Display slide 9. As a whole group, facilitate a discussion to allow students to share what differences they noticed in the two areas. During this discussion, ask students what they remember about photosynthesis that might have an effect on air quality.

Display slide 10. This is a good time to refer back to the Driving Question Board handout. Ask students if they have answered any questions that were originally added to the board. Additionally, ask if there are new questions that should be added to the Driving Question Board.

Extend

Display slide 11. Share the instructional strategy, Claim, Evidence, Reasoning (CER), with students. Pass out the attached CER handout and instruct students to independently write a claim related to the differences between the two locations that would influence human health. Encourage them to use information from the previous lessons as their evidence or reasoning.

Evaluate

Display slide 12. Share the beginning of the final product proposals for the storyline with the students. Instruct students to create a proposal that they can present to community members, city council members, family, and peers that consider community-level changes, will improve air quality, and raise awareness of environmental racism.
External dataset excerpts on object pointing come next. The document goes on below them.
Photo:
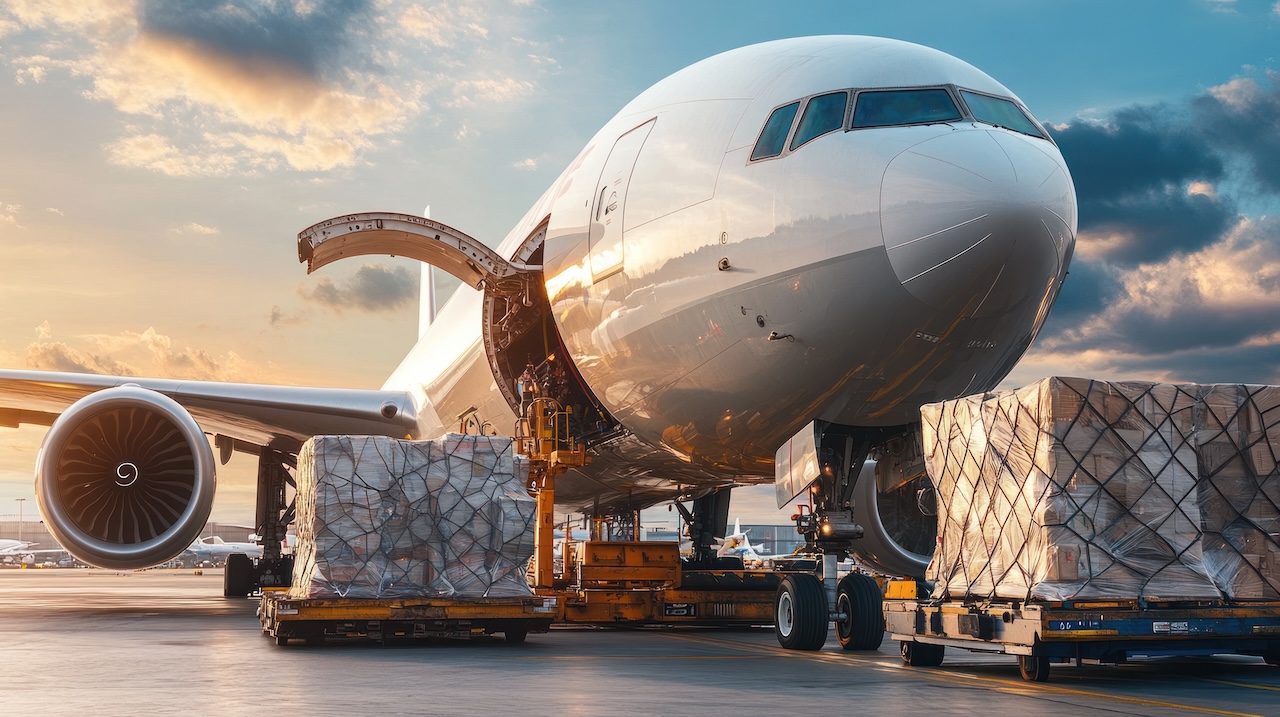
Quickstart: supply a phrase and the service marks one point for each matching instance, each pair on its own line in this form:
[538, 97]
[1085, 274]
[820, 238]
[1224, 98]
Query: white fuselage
[716, 304]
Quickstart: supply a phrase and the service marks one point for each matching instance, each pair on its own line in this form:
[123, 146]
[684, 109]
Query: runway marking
[960, 677]
[641, 657]
[1234, 684]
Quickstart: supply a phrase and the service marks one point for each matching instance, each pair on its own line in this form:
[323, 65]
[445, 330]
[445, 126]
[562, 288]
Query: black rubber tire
[1033, 668]
[238, 576]
[862, 602]
[922, 654]
[800, 617]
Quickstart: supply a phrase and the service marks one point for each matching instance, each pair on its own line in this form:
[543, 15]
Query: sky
[161, 156]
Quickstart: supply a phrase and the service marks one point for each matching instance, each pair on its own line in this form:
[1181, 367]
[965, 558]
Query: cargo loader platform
[316, 621]
[1080, 631]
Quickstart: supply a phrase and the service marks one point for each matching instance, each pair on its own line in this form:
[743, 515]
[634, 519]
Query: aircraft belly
[850, 346]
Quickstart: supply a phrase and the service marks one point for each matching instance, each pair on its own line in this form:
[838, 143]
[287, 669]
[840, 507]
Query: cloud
[193, 228]
[9, 214]
[1133, 179]
[223, 87]
[1171, 279]
[129, 354]
[1243, 118]
[373, 288]
[56, 356]
[280, 318]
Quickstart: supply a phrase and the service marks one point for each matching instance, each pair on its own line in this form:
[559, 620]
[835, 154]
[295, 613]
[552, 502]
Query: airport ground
[165, 642]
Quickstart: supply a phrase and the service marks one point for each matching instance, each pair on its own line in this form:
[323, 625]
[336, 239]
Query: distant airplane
[21, 551]
[736, 544]
[757, 272]
[10, 547]
[215, 549]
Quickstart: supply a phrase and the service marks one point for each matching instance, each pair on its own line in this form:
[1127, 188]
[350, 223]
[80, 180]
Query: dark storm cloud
[373, 288]
[1089, 287]
[1138, 151]
[1247, 124]
[1130, 178]
[309, 41]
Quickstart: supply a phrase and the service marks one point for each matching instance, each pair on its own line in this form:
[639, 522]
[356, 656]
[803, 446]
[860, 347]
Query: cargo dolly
[1079, 631]
[316, 621]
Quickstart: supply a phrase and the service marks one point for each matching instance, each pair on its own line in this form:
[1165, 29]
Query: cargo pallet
[1079, 631]
[319, 620]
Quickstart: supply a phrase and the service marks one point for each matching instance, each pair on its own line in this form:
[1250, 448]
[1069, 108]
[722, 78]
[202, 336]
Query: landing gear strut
[708, 521]
[854, 601]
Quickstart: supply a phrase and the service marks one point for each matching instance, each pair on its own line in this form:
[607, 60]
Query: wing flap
[280, 416]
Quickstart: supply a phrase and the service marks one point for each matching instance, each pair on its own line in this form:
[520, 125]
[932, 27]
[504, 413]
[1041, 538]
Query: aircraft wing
[280, 416]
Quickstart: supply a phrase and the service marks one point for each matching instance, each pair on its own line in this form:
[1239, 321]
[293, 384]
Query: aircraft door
[611, 192]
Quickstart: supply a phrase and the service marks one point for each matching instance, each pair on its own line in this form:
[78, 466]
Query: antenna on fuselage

Remind students to think about what they have learned in the previous lessons and begin by addressing the problem, providing evidence for what they are claiming, and providing a possible solution.

Divide students into small groups. Pass out the attached Community Proposal Project handout and instruct them to begin their proposals by discussing the following prompts:

  • What is the problem?

  • What do you know about the problem that other people should know?

  • What evidence can you provide to support what you are claiming?

  • What are some possible solutions to this problem?